I spent the first session just trying to get some bearings and work out the techniques involved. There are basically two main techniques for finding fossils here 1) Scouring the foreshore on your hands and knees, looking amongst the shingle and pyrite nodule accumulations for fossils which have been washed out the cliffs and 2) Checking for phosphatic nodules anywhere below the high water mark at low tide which may contain fossilised crabs and lobsters and even (rarely) birds. Before I visited I joined a few facebook groups including London Clay Fossils Here and Sheppey Fossil Forum Here, read the information on the Sheppey Fossils website Here and also watched some Sheppey Fossil hunting You Tube videos Here. I also bought the excellent book London Clay Fossils of Kent and Essex by Rayner et al Here.
I found a few bits, the highlight was a shark tooth which I believe is Otodus obliquus, an extinct species/genus, dating in this area from about 52 million years ago in the Lower Eocene. I also found a few gastropods and lots of unidentified fragments. The London Clay in this area represents an assemblage of organisms associated with a warm tropical sea with a land mass nearby dominated by crabs. lobsters, sharks, rays, turtles, fish with the occasional bird and snake and mammal washed in from the nearby landmass.
In the late afternoon I went to the Capel Fleet Raptor view point for a bit of modern day bird action with the raptors coming into roost. Had 10 Marsh Harrier, 1 Hen Harrier, 2 Merlin, 1 Great Egret and 35 Corn Buntings.
Otodus tooth
Lots of gastropods and also what might be a lobster borrow (bottom), trace fossils (bottom left), maybe a coprolite (right) and maybe a seed (middle left of maybe a bit of fossil wood). I will check these with the facebook group but thought I would put down my guesses first as could be useful for absolute beginners like myself in the pitfalls and fossil lookalikes .
Warden. The toe of a clay landslip which I presumed was a good place to check the foreshore here for any fresh washed out fossils. It was in this area I found the shark tooth.
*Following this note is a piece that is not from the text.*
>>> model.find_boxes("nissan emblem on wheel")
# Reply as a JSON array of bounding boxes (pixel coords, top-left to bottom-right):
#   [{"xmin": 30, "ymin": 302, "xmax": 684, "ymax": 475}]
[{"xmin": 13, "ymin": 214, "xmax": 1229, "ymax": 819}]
Brents were feeding off shore and there were Sanderlings running around the foreshore where I was fossil hunting
Marsh Harrier coming into roost nearby at Capel Fleet
Corn Buntings coming into roost at Capel
2 comments:
Peter - if you're after a fossil bird from the London Clay there is no better place than Walton on the Naze in Essex. The late Michael Daniels collected over 700 associated sets of bones and partial skeletons from this site, sometimes finding 20-30 birds each winter. I've spent considerable time collecting on the North Kent coast (it's my other hobby apart from birding!) and have found bird remains to be really quite difficult to find, with anything associated/articulated being vanishingly rare... The collecting technique at Walton is a bit different in that you're mainly looking for bluish lenses of clay containing charcoal and bone fragments sticking out of the wave-cut platform and lower cliff (thought to represent forest debris that was washed out to sea) which you then scoop out with a trowel, and take home to dry and then to sieve out the bird remains, which are loose in the clay, pale brown and rather fragile. It's well worth checking out, some amazing stuff has been found there, much of which remains undescribed.
That's the next destination on the list Thomas. Interesting that the technique is different there - thanks a lot, will focus on that when I visit.
Would certainly be interested in what you've found in the London Clay in the past. Anything online?